Dear Friends of "Dial Daily Bread,"
When we can emerge from our spiritual childhood and begin to grasp what Jesus accomplished for us, a change takes place within us. It's not a "works trip"; it's not our trying harder. It's seeing something. It's what Paul called being "able to comprehend" a wider view. It's not a secret technique; it's looking, which is why the Bible so often urges us to "behold."
What we begin to comprehend is the four grand dimensions of the love (agape) that drove the Son of God to go to hell to save us (Eph. 3:16-19). It's mind-stretching; what David calls "heart-enlarging" (Psalm 119:32). Yes, there are growing-up pains. We choose to "no longer be children, tossed to and fro and carried about with every wind of doctrine, by the trickery of men" (Eph. 4:14).
It's probably the biggest problem God has had to deal with in the thousands of years of earth's history: a people standing on the very verge of eternity, soon to meet the Son of God whose eyes are flames of fire, a no-nonsense look there, who demands that we "may grow up in all things into Him who is the head--Christ" (vs. 15). And yet, here we are, content to remain infants in understanding. There's no way that TV, for example, could be a snare to us if we could "behold the Lamb of God, who takes away the sin of the world"! We would cast off our obsessions like so many filthy rags if we had an adult idea of what Christ endured on our behalf.
But someone asks, "Is spiritual imbecility really a sin?

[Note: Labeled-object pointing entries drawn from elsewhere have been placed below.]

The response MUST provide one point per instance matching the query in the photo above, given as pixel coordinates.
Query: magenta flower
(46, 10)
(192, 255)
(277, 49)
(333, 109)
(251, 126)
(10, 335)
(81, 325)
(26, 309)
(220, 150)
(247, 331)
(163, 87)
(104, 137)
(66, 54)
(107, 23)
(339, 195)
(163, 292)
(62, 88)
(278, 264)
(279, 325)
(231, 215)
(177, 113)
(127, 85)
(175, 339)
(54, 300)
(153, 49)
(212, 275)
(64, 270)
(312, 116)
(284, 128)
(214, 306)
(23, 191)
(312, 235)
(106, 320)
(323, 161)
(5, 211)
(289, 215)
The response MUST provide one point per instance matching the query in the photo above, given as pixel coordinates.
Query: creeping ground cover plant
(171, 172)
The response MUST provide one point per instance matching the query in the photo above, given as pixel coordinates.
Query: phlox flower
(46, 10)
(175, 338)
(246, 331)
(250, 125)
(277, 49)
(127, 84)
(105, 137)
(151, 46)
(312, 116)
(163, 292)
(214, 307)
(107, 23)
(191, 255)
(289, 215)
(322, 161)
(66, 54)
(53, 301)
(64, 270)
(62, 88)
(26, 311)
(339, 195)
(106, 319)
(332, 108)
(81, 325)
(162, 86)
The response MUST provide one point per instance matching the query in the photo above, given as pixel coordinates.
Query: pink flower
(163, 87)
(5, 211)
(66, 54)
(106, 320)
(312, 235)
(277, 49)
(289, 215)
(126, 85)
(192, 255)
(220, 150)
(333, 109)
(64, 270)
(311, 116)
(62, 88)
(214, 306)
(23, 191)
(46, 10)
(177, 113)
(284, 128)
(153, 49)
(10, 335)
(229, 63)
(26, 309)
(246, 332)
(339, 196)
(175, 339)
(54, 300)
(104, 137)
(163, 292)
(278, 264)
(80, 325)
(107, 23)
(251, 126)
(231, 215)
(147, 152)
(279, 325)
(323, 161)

I know I'm saved (the preacher told me so!), so can't I wait until I get to heaven and then join a class on beholding?" In the judgment now in the Most Holy Apartment of the heavenly sanctuary, a choice to remain a spiritual imbecile may be written in the Book of Life as avoiding Christ. What the heart says is what gets written.
--Robert J. Wieland
From the "Dial Daily Bread" Archive: November 6, 2001.